Questions to Ask in 2021
Miguel Santiago came to me as a gift – a messy one at 19, to be sure, but a total gift. His youth leader, John Alford, had poured into Miguel until he knew that Miguel’s call was too big to find its expression in Omaha. And he released him to me. It was early 2002. The nation was still reeling…
By Seth Barnes
Miguel Santiago came to me as a gift – a messy one at 19, to be sure, but a total gift. His youth leader, John Alford, had poured into Miguel until he knew that Miguel’s call was too big to find its expression in Omaha. And he released him to me.
It was early 2002. The nation was still reeling from the shock of 9/11. My own kids were growing up in a dangerous world, and I felt God whispering to me, “Make them more dangerous in me than the world in which they’re being raised.”
All of them were teenagers and I could sense my window of opportunity was closing. So our family prayed together and God led us to plant churches in Peru.
Ultimately 15 other young people joined us and Miguel was one. He arrived in Lima, his hair in dreads and a broad smile perpetually on his face. During our month together, we planted five churches and God confirmed the call on Miguel’s life to go as a missionary to the Dominican Republic.

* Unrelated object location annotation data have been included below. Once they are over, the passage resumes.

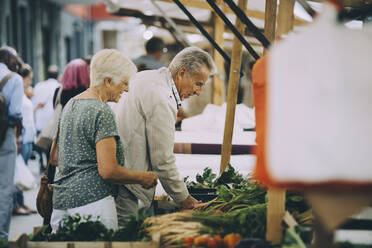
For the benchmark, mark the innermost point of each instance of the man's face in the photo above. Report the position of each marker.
(12, 64)
(191, 85)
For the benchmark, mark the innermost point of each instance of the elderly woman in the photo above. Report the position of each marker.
(90, 153)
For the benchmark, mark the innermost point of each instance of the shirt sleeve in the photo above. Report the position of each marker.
(160, 137)
(105, 124)
(16, 99)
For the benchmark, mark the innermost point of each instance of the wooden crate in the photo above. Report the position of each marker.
(22, 241)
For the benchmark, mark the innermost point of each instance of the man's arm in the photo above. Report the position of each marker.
(160, 137)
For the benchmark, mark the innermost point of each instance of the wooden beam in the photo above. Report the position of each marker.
(275, 214)
(285, 17)
(250, 13)
(218, 82)
(232, 94)
(276, 197)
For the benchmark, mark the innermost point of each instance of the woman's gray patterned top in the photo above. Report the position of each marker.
(83, 123)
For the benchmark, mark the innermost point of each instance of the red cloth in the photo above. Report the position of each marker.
(76, 75)
(259, 81)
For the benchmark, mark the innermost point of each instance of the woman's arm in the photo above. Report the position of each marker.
(110, 170)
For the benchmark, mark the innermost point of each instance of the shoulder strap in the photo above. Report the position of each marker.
(52, 150)
(5, 80)
(58, 98)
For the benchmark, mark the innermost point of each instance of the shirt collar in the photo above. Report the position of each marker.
(174, 89)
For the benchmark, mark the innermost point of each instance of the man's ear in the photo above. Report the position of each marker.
(107, 82)
(182, 71)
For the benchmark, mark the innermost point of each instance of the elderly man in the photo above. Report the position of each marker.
(146, 122)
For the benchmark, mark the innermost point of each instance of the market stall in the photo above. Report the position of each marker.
(244, 211)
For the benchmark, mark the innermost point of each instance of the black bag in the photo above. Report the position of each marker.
(3, 109)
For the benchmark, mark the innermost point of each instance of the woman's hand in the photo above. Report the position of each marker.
(149, 180)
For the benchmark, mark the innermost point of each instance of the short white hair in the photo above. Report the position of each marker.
(192, 58)
(110, 63)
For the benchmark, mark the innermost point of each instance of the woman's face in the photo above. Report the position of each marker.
(117, 90)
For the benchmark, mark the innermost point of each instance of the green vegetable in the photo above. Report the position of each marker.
(292, 239)
(249, 221)
(77, 228)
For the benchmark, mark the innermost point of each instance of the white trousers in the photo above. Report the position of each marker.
(105, 209)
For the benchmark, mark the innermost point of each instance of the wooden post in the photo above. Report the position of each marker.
(219, 82)
(285, 16)
(276, 197)
(275, 214)
(232, 93)
(270, 20)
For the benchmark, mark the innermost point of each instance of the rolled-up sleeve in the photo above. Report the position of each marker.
(160, 138)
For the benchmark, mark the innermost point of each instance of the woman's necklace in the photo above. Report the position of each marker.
(95, 93)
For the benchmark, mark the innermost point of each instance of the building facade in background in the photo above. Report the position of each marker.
(44, 32)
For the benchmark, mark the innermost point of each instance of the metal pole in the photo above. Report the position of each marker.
(178, 32)
(242, 16)
(233, 29)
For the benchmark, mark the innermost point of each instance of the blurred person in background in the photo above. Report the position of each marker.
(12, 91)
(151, 60)
(29, 130)
(43, 107)
(90, 152)
(75, 80)
(25, 144)
(43, 98)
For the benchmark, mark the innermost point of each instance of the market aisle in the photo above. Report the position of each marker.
(25, 224)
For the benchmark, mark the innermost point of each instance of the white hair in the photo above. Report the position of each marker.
(192, 58)
(110, 63)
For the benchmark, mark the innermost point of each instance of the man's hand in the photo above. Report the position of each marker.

I told Miguel, “I’ll help you get there, but you need training first, and the best place I know for you to get it is in Mexico.” I probably could have asked him to come back to Georgia, but I released him to his destiny and to those who could better propel him on his way who were at that time living in Matamoros, Mexico.
Miguel may have been a scrappy radical, but he sensed he could trust me. Mexico was the perfect place for him. He learned Spanish, woke up to the spiritual authority God wanted to give him, met and married his wife on a sandy Mexican island, and learned missions in a way that fit his style – experientially.
Today Miguel is planting churches in the Dominican Republic and has a dream of raising up an army of disciples who with the crazy Irish man in Braveheart, can proclaim “It’s my island.” In time, he’ll release them too. It’s what he learned to do.
Two kinds of disciplers
There are two kinds of disciplers: Those that release their disciples to pursue their dreams and those who keep their disciples around them. Jesus’ method was the latter: to walk with them for three years and then release them. He gave them lots of practice (Luke 9 and 10), and ultimately, he released them to make disciples of all nations.
Of all the heresies that we embrace in the church, this heresy that hordes the fruit of our ministry to ourselves may be among the worst.
It’s prevalent in America. We’ve become a hyper risk-averse society that hovers over our children and no longer sends our best disciples out to the world to bring freedom to oppressed peoples.
Most churches don’t focus on disciple-making and if disciples do rise up from within their congregation, they don’t release them. Instead, you see disciples tethered to the home church, defining the kingdom in terms of the needs of their own metroplex and local congregation.
It’s difficult
Releasing disciples is difficult. Why would you spend three years investing in someone only to send them out and give them away? But this is precisely what we do when we release disciples.
To release a disciple well you have to study their call and understand their strengths and weaknesses. You need to help them listen to the Lord’s direction for their lives and find someone who can draw out and develop the gifts within them.
Most of all, like any good parent, you have to see yourself as a temporary steward of their call. Miguel was never mine. I still am a cheerleader and a friend, but he has gone so much further under the mentoring of people other than me than I could have taken him.
Now, in many respects, his gifts surpass my own. He has become a powerful kingdom-builder and a real threat to the enemy in that corner of the world. Yes, I helped him get to the next level, but only by releasing him.
Are you raising up disciples that you will release? Will your disciples be prepared to follow their call once you release them?